To characterize the clinical outcomes in the IMmotion151 and JAVELIN 101 studies by NMF molecular subtypes, the PFS of the treatment groups was compared for each NMF cluster. The NMF clusters were associated with similar clinical outcomes in the IMmotion151 and JAVELIN 101 data sets (FIGS. 14A and 14B). For the T-effector/Proliferative cluster (#4) in both the IMmotion151 and JAVELIN 101 data sets, the clinical benefit was significantly enriched in atezolizumab+bevacizumab versus sunitib and avelumab+axinitinib versus sunitinib, respectively. In contrast, for the Stromal/Proliferative cluster (#6), the clinical outcome was the lowest (as measured by lowest PFS) to atezolizumab+bevacizumab versus sunitinib and avelumab+axitinib versus sunitinib for IMmotion151 and JAVELIN 101, respectively. Angiogenesis-enriched subtypes (clusters #1 and 2) exhibited similar PFS outcomes to atezolizumab+bevacizumab, sunitinib, and avelumab+axitinib. Immune and/or proliferative subtypes (clusters #4, 5, and 6) show improved outcomes to atezolizumab+bevacizumab versus sunitinib and avelumab+axitinib versus sunitinib.

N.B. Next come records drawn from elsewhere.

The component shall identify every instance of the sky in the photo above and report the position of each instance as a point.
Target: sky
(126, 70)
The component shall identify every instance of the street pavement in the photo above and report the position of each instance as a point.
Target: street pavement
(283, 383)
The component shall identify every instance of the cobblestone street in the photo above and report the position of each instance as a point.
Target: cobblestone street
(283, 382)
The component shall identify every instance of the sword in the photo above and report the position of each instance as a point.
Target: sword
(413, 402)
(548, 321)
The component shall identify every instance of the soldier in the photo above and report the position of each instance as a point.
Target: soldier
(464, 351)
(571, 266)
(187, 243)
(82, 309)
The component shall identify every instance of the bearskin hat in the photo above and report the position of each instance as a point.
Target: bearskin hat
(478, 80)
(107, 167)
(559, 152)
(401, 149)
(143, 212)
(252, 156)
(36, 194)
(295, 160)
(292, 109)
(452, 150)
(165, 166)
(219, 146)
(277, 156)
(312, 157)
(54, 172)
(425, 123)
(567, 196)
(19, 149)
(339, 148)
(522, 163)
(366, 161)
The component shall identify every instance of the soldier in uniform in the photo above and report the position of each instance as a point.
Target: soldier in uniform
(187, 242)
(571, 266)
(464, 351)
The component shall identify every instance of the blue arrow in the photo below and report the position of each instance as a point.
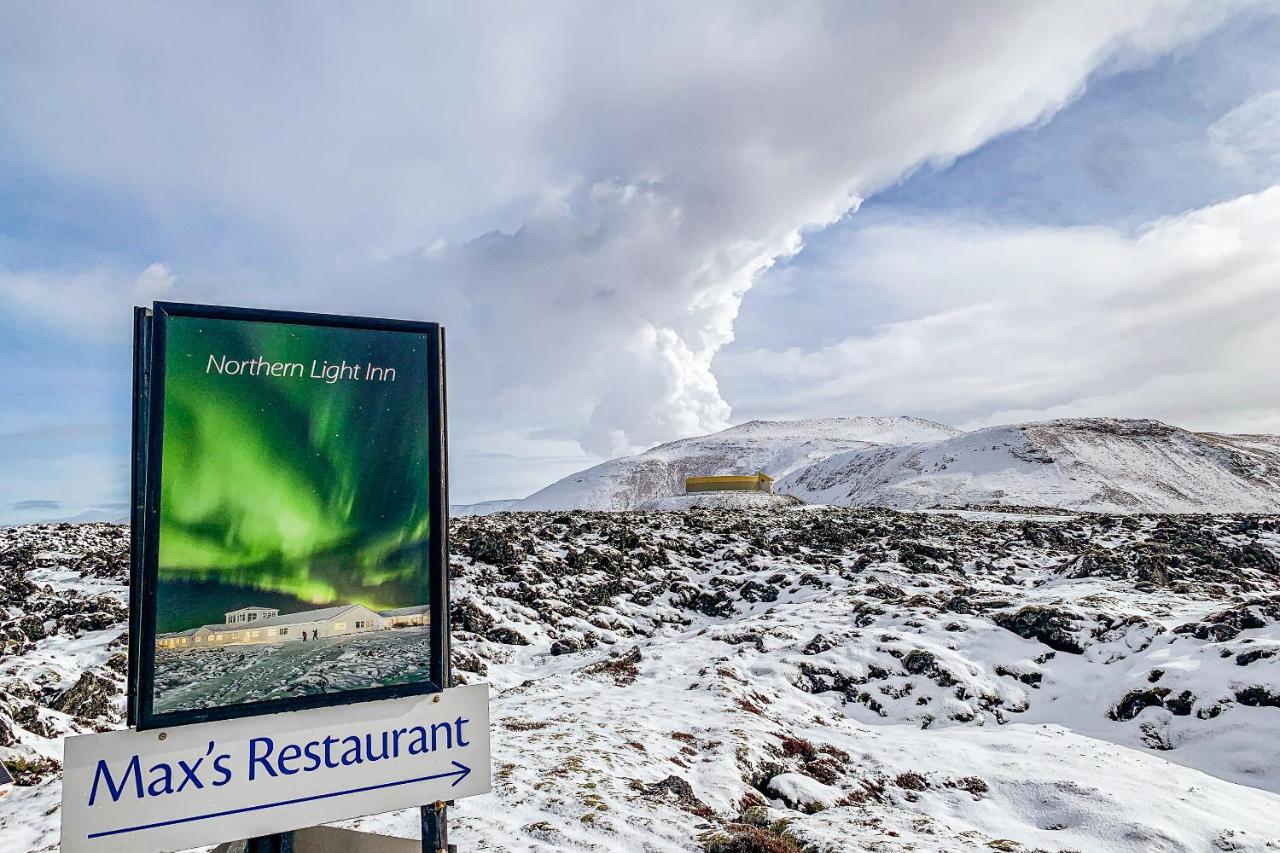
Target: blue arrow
(460, 774)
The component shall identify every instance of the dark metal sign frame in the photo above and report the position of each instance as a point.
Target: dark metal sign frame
(149, 378)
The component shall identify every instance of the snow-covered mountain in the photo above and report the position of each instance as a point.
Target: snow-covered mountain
(1096, 464)
(771, 446)
(483, 507)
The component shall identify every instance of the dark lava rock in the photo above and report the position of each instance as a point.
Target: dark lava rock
(1134, 702)
(506, 635)
(492, 547)
(818, 644)
(90, 697)
(566, 646)
(469, 616)
(1228, 624)
(1258, 697)
(1244, 658)
(1055, 628)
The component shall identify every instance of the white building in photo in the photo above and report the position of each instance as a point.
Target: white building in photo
(250, 625)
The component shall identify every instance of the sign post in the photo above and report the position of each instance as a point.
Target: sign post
(128, 792)
(288, 607)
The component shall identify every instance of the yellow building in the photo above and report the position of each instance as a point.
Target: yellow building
(758, 482)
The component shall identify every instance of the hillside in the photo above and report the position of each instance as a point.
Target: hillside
(773, 447)
(1104, 465)
(785, 680)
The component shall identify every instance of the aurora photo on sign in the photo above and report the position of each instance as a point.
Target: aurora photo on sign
(295, 512)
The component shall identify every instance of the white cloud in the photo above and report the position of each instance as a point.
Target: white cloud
(595, 187)
(1179, 320)
(94, 304)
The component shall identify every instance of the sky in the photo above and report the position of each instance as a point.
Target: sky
(645, 223)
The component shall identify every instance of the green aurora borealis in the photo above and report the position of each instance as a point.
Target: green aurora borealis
(291, 486)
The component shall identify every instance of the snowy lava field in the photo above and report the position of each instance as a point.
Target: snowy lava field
(786, 679)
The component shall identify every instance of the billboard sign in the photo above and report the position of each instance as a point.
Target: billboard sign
(289, 539)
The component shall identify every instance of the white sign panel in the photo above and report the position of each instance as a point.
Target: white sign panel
(208, 783)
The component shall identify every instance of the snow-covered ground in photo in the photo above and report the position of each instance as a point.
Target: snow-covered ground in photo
(813, 679)
(225, 675)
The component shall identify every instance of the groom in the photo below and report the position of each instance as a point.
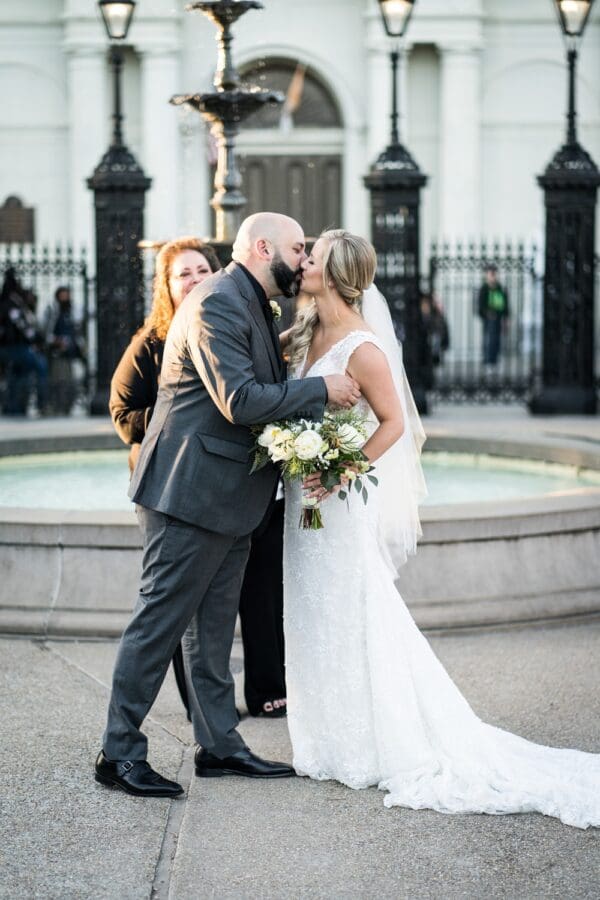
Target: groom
(197, 504)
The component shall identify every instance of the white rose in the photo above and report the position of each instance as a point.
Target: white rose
(269, 435)
(349, 437)
(309, 444)
(282, 447)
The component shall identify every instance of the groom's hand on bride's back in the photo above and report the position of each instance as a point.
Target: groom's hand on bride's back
(342, 390)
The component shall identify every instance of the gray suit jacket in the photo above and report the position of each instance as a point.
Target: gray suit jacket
(220, 374)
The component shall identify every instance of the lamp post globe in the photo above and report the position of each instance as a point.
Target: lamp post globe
(117, 16)
(395, 15)
(573, 16)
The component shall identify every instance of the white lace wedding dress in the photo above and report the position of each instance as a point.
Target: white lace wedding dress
(369, 703)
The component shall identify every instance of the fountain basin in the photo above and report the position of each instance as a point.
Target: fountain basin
(479, 563)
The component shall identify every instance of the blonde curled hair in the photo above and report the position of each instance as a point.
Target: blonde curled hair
(349, 262)
(162, 311)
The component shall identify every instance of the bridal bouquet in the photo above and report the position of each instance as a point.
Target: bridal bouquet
(331, 447)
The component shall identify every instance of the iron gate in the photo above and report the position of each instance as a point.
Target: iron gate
(456, 274)
(42, 271)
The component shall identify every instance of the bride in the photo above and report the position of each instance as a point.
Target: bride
(369, 703)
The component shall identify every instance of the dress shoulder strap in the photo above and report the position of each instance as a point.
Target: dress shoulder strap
(354, 340)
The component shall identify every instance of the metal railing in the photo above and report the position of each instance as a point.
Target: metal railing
(456, 275)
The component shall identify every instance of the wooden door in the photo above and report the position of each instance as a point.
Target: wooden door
(308, 188)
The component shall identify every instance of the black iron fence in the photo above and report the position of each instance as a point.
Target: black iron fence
(487, 359)
(41, 270)
(456, 273)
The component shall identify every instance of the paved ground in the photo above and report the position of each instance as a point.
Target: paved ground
(63, 836)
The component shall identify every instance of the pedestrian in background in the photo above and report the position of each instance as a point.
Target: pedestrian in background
(64, 347)
(494, 312)
(21, 348)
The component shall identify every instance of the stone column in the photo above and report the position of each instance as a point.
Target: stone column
(379, 95)
(460, 142)
(88, 134)
(160, 140)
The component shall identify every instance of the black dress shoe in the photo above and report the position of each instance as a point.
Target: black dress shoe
(244, 762)
(135, 777)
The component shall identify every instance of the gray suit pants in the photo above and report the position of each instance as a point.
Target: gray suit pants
(191, 582)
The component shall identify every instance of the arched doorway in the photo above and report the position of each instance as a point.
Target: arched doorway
(291, 156)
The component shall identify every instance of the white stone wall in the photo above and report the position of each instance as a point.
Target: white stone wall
(483, 98)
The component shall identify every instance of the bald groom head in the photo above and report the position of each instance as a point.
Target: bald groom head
(271, 247)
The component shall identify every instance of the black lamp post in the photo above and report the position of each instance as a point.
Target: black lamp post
(395, 183)
(119, 185)
(570, 185)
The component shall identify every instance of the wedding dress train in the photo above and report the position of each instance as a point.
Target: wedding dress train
(369, 703)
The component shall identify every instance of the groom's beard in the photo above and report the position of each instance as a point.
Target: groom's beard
(286, 279)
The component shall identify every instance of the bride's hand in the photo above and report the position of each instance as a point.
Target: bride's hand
(312, 484)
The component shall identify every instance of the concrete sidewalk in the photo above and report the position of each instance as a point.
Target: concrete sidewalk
(64, 836)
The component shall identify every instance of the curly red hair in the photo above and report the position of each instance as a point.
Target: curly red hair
(162, 311)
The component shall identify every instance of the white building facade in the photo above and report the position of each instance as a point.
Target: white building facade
(483, 102)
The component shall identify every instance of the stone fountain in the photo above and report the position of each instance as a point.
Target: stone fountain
(225, 108)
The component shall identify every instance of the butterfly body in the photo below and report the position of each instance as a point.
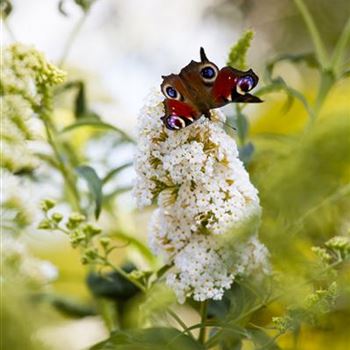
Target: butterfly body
(200, 87)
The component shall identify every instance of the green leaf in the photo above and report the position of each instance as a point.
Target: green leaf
(242, 126)
(95, 185)
(115, 172)
(149, 339)
(140, 246)
(262, 340)
(278, 84)
(238, 53)
(85, 5)
(246, 152)
(5, 8)
(112, 285)
(308, 58)
(320, 49)
(69, 306)
(61, 8)
(97, 124)
(340, 49)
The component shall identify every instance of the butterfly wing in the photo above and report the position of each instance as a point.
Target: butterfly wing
(232, 85)
(201, 86)
(179, 114)
(180, 111)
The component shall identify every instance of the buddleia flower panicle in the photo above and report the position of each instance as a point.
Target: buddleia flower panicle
(25, 90)
(203, 191)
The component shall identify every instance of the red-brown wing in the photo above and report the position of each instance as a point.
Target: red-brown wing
(180, 110)
(232, 85)
(179, 114)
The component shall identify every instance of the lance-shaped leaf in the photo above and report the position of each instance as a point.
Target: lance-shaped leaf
(150, 338)
(94, 184)
(238, 53)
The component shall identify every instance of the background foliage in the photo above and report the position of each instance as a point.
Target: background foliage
(296, 147)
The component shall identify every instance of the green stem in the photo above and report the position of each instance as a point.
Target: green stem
(315, 35)
(180, 322)
(327, 81)
(9, 29)
(125, 275)
(67, 176)
(203, 313)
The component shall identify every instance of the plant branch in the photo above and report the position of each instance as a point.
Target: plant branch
(67, 177)
(203, 313)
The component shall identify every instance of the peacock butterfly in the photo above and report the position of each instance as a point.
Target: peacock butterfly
(200, 87)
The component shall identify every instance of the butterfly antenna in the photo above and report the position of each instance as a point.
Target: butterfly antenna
(229, 125)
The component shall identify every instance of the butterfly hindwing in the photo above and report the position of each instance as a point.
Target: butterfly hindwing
(200, 87)
(178, 114)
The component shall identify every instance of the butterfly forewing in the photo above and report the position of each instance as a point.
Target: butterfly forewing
(201, 86)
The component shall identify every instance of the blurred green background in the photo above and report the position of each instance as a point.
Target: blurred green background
(114, 52)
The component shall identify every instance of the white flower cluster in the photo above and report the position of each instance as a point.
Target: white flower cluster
(18, 263)
(203, 191)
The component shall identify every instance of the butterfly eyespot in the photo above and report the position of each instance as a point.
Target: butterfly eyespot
(209, 73)
(245, 84)
(172, 93)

In summary, this analysis of the JAVELIN 101 data set provides confirmation of the prevalence, biology, and differential clinical outcomes associated with molecular subtypes identified in Example 1. These integrative biomarker analyses improve understanding of RCC biology and identify molecular bases for differential clinical outcomes to VEGF inhibition, checkpoint inhibitors, and combination therapies thereof in advanced RCC.

OTHER EMBODIMENTS

Although the foregoing invention has been described in some detail by way of illustration and example for purposes of clarity of understanding, the descriptions and examples should not be construed as limiting the scope of the invention.

Claims

1. A method of treating an inoperable, locally advanced, or metastatic renal cell carcinoma (RCC) in a human patient, wherein the inoperable, locally advanced, or metastatic RCC is previously untreated, the method comprising: thereby classifying the previously untreated inoperable, locally advanced, or metastatic RCC in the patient; and

(a) assaying mRNA in a tumor sample from the patient to provide a transcriptional profile of the patient's tumor;

(b) assigning the patient's tumor sample into one of the following seven clusters based on the transcriptional profile of the patient's tumor: (1) angiogenic/stromal; (2) angiogenic; (3) complement/Ω-oxidation; (4) T-effector/proliferative; (5) proliferative; (6) stromal/proliferative; and (7) snoRNA,

(c) administering an anti-cancer therapy to the patient based on the classification.

2-3. (canceled)

4. The method of claim 1, wherein:

(a) assaying mRNA in the tumor sample from the patient comprises RNA sequencing (RNA-seq), reverse transcription-quantitative polymerase chain reaction (RT-qPCR), qPCR, multiplex qPCR or RT-qPCR, microarray analysis, serial analysis of gene expression (SAGE), MassARRAY technique, in situ hybridization (ISH), or a combination thereof;

(b) the seven clusters are identified by non-negative matrix factorization (NMF);

(c) the tumor sample is a formalin-fixed and paraffin-embedded (FFPE) sample, an archival sample, a fresh sample, or a frozen sample;

(d) the tumor sample is a pre-treatment tumor sample;

(e) the tumor sample from the patient has a clear cell histology or a non-clear cell histology;

(f) the tumor sample from the patient has a sarcomatoid component or lacks a sarcomatoid component;

(q) the method further comprises determining the patient's Memorial Sloan Kettering Cancer Center (MSKCC) risk score;

(h) assignment of the patient's tumor sample into one of the following clusters: (4) T-effector/proliferative; (5) proliferative; or (7) snoRNA,

indicates that the patient is likely to have an increased clinical benefit from treatment with an anti-cancer therapy comprising atezolizumab and bevacizumab compared to treatment with sunitinib;

(i) the patient's tumor sample is assigned into one of the following clusters: (4) T-effector/proliferative; (5) proliferative; or (7) snoRNA,

and the method further comprises treating the patient by administering an anti-cancer therapy comprising atezolizumab and bevacizumab to the patient;

(j) the anti-cancer therapy comprises atezolizumab and bevacizumab; and/or

(k) the method further comprises administering an additional therapeutic agent to the patient.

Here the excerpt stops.